2021 Atlantic Hurricane Season Could Produce 3-5 Major Storms
It’s going to be another busy hurricane season in the Gulf South, according to the National Oceanic and Atmospheric Administration’s (NOAA) Climate Prediction Center.
The 2020 season brought a record-breaking 30 storms, including 14 hurricanes, seven of which were major.
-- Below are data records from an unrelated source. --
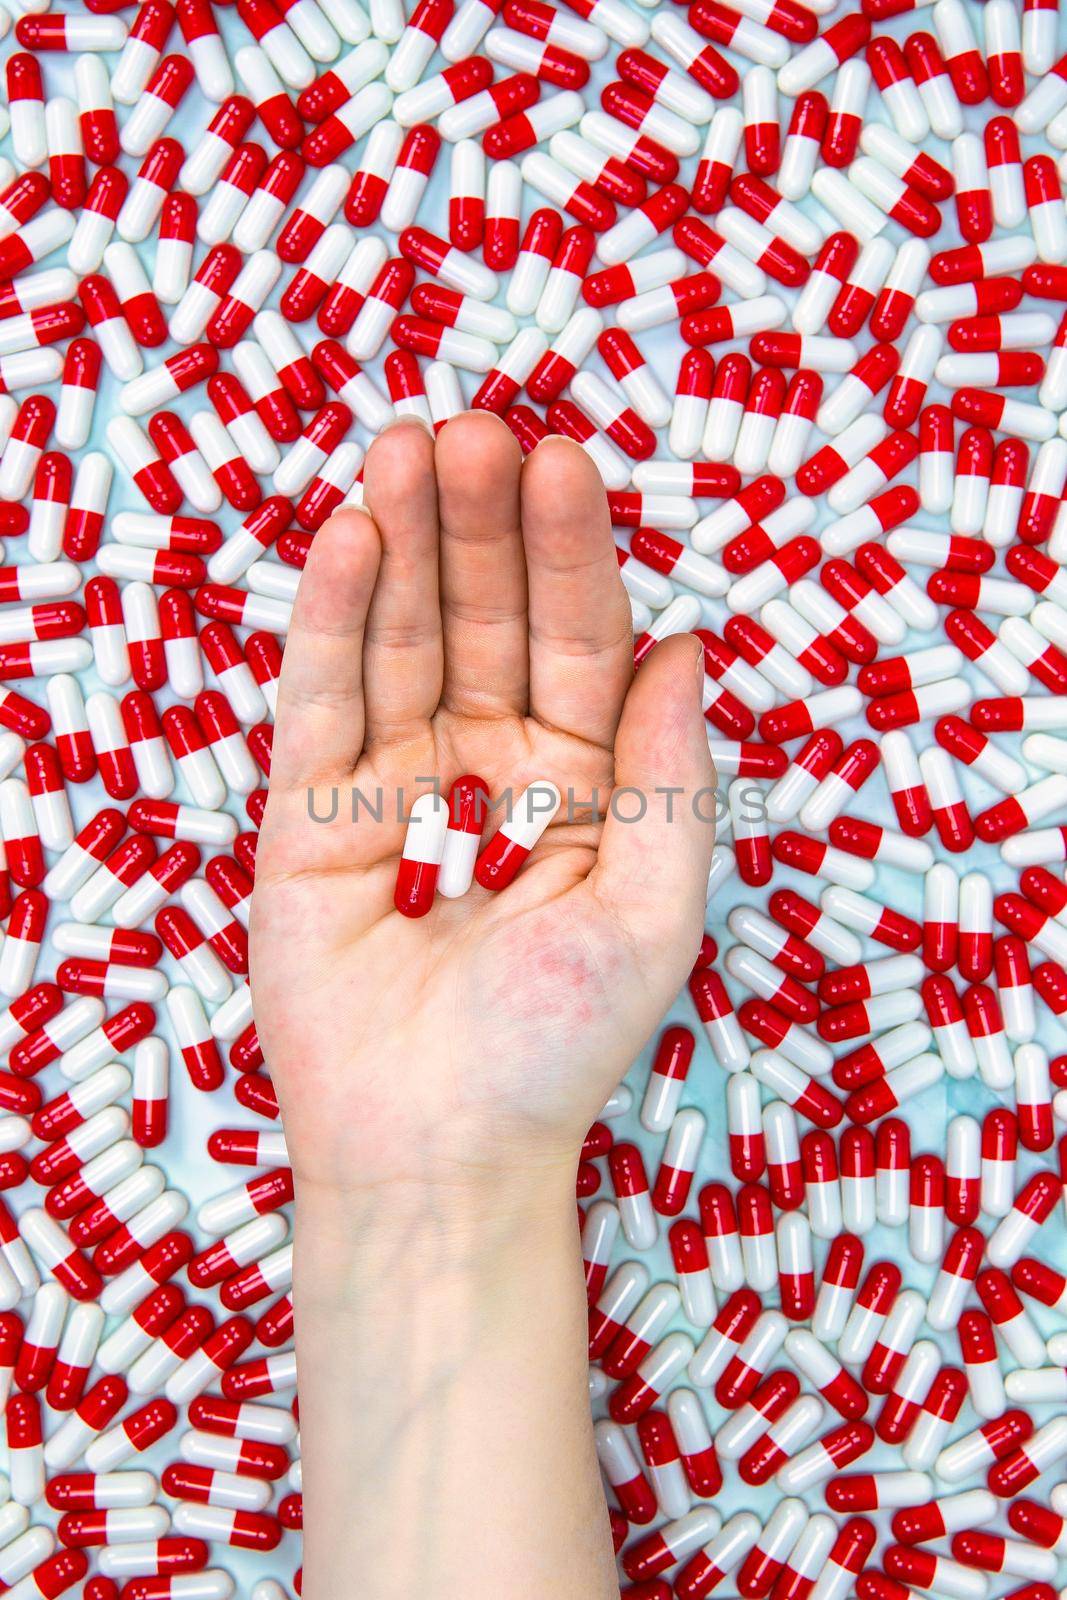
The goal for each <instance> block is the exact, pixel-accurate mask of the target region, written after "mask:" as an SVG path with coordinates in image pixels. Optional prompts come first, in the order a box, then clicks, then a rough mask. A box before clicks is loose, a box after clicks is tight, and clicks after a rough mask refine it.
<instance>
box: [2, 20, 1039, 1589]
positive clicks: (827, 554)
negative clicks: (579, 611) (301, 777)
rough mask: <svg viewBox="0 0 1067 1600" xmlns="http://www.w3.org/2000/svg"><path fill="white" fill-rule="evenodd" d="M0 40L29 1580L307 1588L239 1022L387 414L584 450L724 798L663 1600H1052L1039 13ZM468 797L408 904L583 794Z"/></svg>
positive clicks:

NOAA scientists expect numbers above average once again in 2021, though not quite so high, said Ben Friedman, acting NOAA administrator.
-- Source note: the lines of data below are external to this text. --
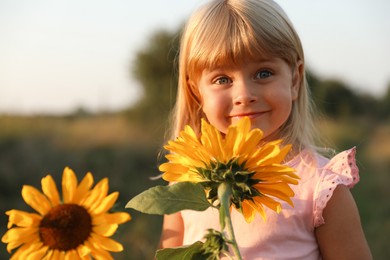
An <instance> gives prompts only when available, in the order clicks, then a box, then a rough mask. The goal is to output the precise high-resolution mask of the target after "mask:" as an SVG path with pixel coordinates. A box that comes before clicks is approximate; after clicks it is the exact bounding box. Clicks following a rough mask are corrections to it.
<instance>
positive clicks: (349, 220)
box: [315, 185, 372, 259]
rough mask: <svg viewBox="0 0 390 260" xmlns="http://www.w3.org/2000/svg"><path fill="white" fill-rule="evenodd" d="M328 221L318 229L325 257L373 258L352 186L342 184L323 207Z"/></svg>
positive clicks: (320, 247)
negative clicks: (328, 201) (354, 198)
mask: <svg viewBox="0 0 390 260" xmlns="http://www.w3.org/2000/svg"><path fill="white" fill-rule="evenodd" d="M323 218H324V220H325V224H323V225H321V226H319V227H318V228H316V232H315V234H316V237H317V241H318V244H319V247H320V250H321V254H322V256H323V259H336V258H337V259H371V258H372V257H371V254H370V250H369V247H368V244H367V241H366V239H365V236H364V232H363V229H362V226H361V222H360V217H359V212H358V209H357V206H356V203H355V201H354V199H353V197H352V194H351V192H350V191H349V188H348V187H347V186H345V185H339V186H337V188H336V189H335V190H334V192H333V195H332V198H331V199H330V200H329V202H328V203H327V205H326V207H325V209H324V210H323Z"/></svg>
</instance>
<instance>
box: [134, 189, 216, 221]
mask: <svg viewBox="0 0 390 260" xmlns="http://www.w3.org/2000/svg"><path fill="white" fill-rule="evenodd" d="M210 206H211V204H210V203H209V201H208V200H207V198H206V193H205V191H204V188H203V186H202V185H201V184H199V183H191V182H178V183H176V184H173V185H168V186H155V187H152V188H150V189H148V190H146V191H144V192H142V193H140V194H138V195H137V196H135V197H134V198H132V199H131V200H130V201H129V202H128V203H127V204H126V208H133V209H135V210H137V211H140V212H142V213H146V214H157V215H164V214H172V213H175V212H179V211H181V210H185V209H190V210H196V211H204V210H206V209H207V208H208V207H210Z"/></svg>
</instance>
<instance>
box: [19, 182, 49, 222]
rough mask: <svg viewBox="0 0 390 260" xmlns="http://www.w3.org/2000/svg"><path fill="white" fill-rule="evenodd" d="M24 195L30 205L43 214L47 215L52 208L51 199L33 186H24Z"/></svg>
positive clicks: (24, 198) (28, 204)
mask: <svg viewBox="0 0 390 260" xmlns="http://www.w3.org/2000/svg"><path fill="white" fill-rule="evenodd" d="M22 197H23V199H24V201H25V202H26V203H27V204H28V205H29V206H30V207H32V208H33V209H35V210H36V211H37V212H38V213H39V214H41V215H45V214H46V213H47V212H48V211H49V210H50V209H51V204H50V202H49V200H48V199H47V198H46V197H45V196H44V195H43V194H42V193H41V192H40V191H39V190H37V189H36V188H34V187H32V186H29V185H24V186H23V188H22Z"/></svg>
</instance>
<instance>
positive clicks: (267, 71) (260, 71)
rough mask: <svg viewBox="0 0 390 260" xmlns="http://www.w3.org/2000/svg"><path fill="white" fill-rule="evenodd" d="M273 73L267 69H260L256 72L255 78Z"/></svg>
mask: <svg viewBox="0 0 390 260" xmlns="http://www.w3.org/2000/svg"><path fill="white" fill-rule="evenodd" d="M272 75H273V74H272V72H271V71H269V70H260V71H258V72H257V73H256V78H257V79H265V78H269V77H271V76H272Z"/></svg>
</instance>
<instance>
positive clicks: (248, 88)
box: [233, 82, 258, 106]
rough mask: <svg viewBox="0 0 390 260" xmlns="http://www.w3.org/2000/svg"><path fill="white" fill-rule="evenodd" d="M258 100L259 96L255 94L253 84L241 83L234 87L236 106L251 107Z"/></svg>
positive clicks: (234, 102) (233, 101)
mask: <svg viewBox="0 0 390 260" xmlns="http://www.w3.org/2000/svg"><path fill="white" fill-rule="evenodd" d="M257 100H258V96H257V95H256V94H255V91H254V86H253V83H251V82H241V83H239V84H236V85H235V86H234V98H233V103H234V105H236V106H240V105H241V106H242V105H250V104H252V103H256V102H257Z"/></svg>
But the numbers are close: a likely range of 13 to 20 named storms, of which six to 10 could become hurricanes, including three to five major hurricanes.
“Now is the time for communities along the coastline as well as inland to get prepared for the dangers that hurricanes can bring,” Secretary of Commerce Gina Raimondo said.
In a press conference, Matthew Rosencrans, hurricane forecaster at NOAA’s Climate Prediction Center, said NOAA improved its storm surge model and predictive storm models to make predictions more accurate.
Rosencrans said warmer-than-average sea surface temperatures in the tropical Atlantic Ocean and Caribbean Sea, weaker tropical Atlantic trade winds, and an enhanced West African monsoon will contribute to increased storm formation.
Forecasters are hesitant to connect the number of storms with climate change, but increased ocean surface temperatures play a role in hurricane formation, and scientists find that human-caused climate change is increasing ocean temperatures. NOAA scientists are studying how climate change is impacting the strength and frequency of tropical cyclones.
Last month, NOAA updated its statistical hurricane season averages based on data from the past 30 years, increasing the numbers to 14 named storms, of which seven become hurricanes, including three major hurricanes. The previous Atlantic storm averages, based on the period from 1981 to 2010, were 12 named storms, six hurricanes, and three major hurricanes.